Inside 'Small Batch,' a farmers market for datasets

Curated and organized by Claire Hentschker, the market showcased data at its most poetic, investigative, and strange.

May 07, 2025

The market was part of “Another Internet Is Possible,” the second weekend of Rhizome World, a monthlong pop-up in New York City.

Two Sundays ago, inside the WSA building in Manhattan’s financial district, visitors browsed a selection of artisanal goods and chatted with vendors. But instead of produce or bread, this farmers market was all about data.

“Small Batch: A Dataset Farmers Market,” curated by Claire Hentschker, featured datasets from more than 40 vendors, both in person and remote. In-person vendors offered zines, prints, and USB drives, along with QR codes linking to their datasets. Remote vendors displayed printouts of dataset descriptions on tables, also paired with QR codes.

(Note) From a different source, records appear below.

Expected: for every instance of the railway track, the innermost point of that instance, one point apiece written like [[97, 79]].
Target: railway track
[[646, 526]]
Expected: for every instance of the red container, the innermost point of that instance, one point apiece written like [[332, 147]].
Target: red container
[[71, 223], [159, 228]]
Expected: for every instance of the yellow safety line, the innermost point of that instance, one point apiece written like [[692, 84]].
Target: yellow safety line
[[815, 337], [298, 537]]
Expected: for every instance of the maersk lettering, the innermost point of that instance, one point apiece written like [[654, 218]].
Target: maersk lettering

Datasets included a map of New York City breakup spots, music libraries from old iPods, poems about surveillance, and images of Museum of Modern Art tote bags spotted on Google Street View.

The market was part of “Another Internet Is Possible,” the second weekend of Rhizome World, a monthlong pop-up in New York City. The weekend focused on “alternative and experimental networks.”

It was the second iteration of Small Batch. The first took place last winter at LARPA, a shared studio space in Bushwick where Hentschker oversees logistics and organizes events. She described the studio as a place for arts, crafts, and activities for people interested in the medium of technology.

LARPA has previously hosted “high concept, low effort” film screenings, including “Avatar: The Way of Water” averaged down to one line of pixels per frame, and a motion-smoothed version of “The Blair Witch Project.”

larpa.mill

A post shared by @larpa.mill

Hentschker began thinking about organizing a data fair amid the ongoing discourse about artificial intelligence and how it impacts artists.

“This sort of terrible heist [had] happened…at these companies downloading the entire internet and entire portfolios and training all these models on the images that artists are putting out there,” she said. “It’s just so crazy and cruel. And once it happened, it’s also like, you can’t go back.” But Hentschker also noted the difficulty in ignoring AI as a tool and emergent technology.

She described the market as an experiment in valuing data as a material and something that can be exchanged and cultivated. She noted attendees’ interest in a dataset by Sarah Rothberg, an artist and assistant arts professor at New York University’s Interactive Telecommunications Program, which featured point-of-view GoPro footage of her cleaning her apartment.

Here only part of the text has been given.